The EEOC discourages employers from asking about arrests on applications at all, because it reasons that the fact that an individual was arrested is not proof that he or she engaged in criminal conduct. The EEOC also has taken the position that an arrest record, standing alone, may not be used to screen out an applicant, but an employer may make an employment decision based on the conduct underlying the arrest if the underlying "conduct makes the individual unfit for the position in question." Employers should use caution in this area.
- Separate any background check acknowledgement from the employment application. Under the Fair Credit Reporting Act (FCRA), the disclosure of an employer's intent to obtain a background check and section must be in a "stand-alone" document separate from the application.
- Clearly include language telling applicants how to request a reasonable accommodation to apply or participate in the interview process. The ADA imposes a duty on employers to provide reasonable accommodations to applicants during the application process to ensure equal access to available positions. In light of this obligation, employers may consider instructing applicants on how to initiate that process independent of the employer's online application system and hiring manager.
- Do not ask for a photograph. Guidance from the EEOC prohibits employers from asking applicants for photographs. If needed for identification purposes, an employer may obtain a photograph of an applicant after the applicant accepts an offer of employment.
- Do not ask about marital or familial status. Asking questions about an applicant's marital status, the number of kids he or she has, the ages of his or her children or dependents, or provisions for childcare could be construed as discrimination on the basis of sex. Furthermore, in many states, marital or familial status is a protected classification about which employers may not inquire during the application process, similar to the federally-protected classifications listed above.

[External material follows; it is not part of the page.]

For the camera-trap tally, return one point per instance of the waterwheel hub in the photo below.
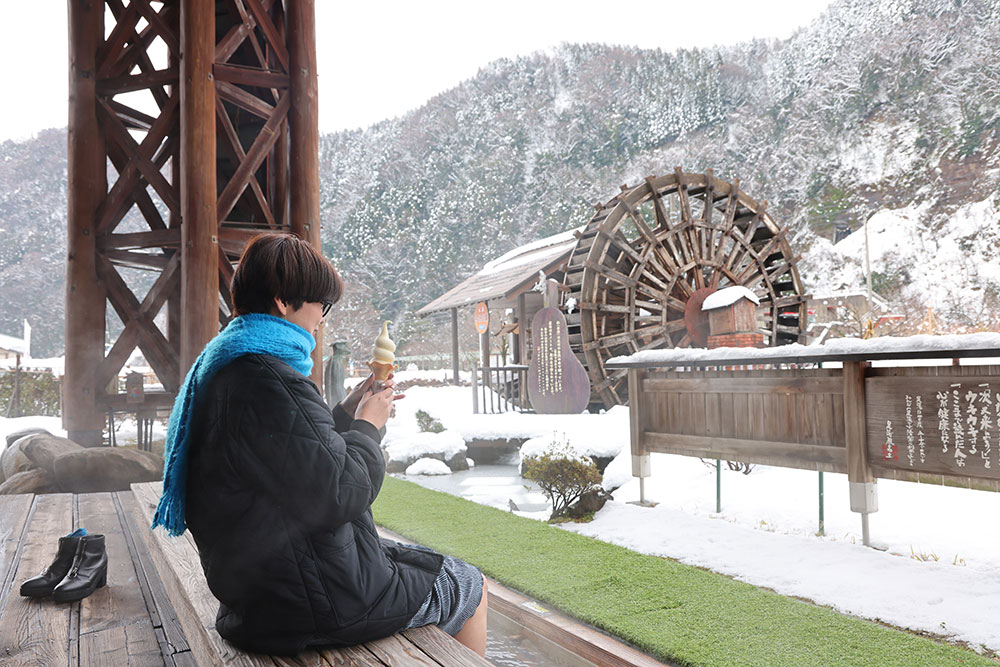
(695, 319)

- Do not ask about citizenship. The antidiscrimination provision of the Immigration Reform and Control Act prohibits employers from discriminating against an applicant because he or she is not a U.S. citizen. The Form I-9, rather than an employment application, is the appropriate forum to determine an applicant's citizenship status. Rather than asking about citizenship, employers may want to ask if an applicant is legally qualified to work in the United States.
While these are the principal "Do not ask" questions on employment applications, do check with your counsel to determine if there are any other specific questions in your state, county or local jurisdiction that are also prohibited.

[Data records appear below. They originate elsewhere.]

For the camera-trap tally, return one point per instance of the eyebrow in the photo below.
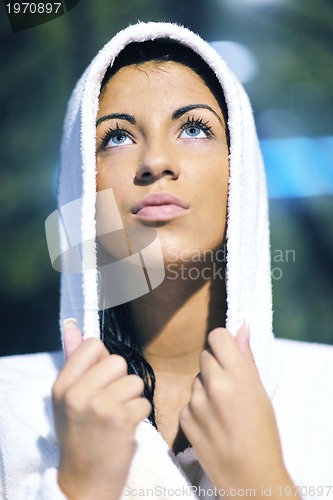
(175, 115)
(120, 116)
(184, 109)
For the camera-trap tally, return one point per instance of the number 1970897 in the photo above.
(33, 8)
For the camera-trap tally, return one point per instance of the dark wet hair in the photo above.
(117, 329)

Employment applications are not only one of a company's first contacts with applicants and new employees, they are also written documents that can later be used as evidence in an adversarial proceeding. Avoiding these common blunders can help employers maintain best practices for employment application materials and talent acquisition processes.
Lastly, it's also recommended that employers train all employees that are involved in the talent acquisition process, including the 10 points we have listed above.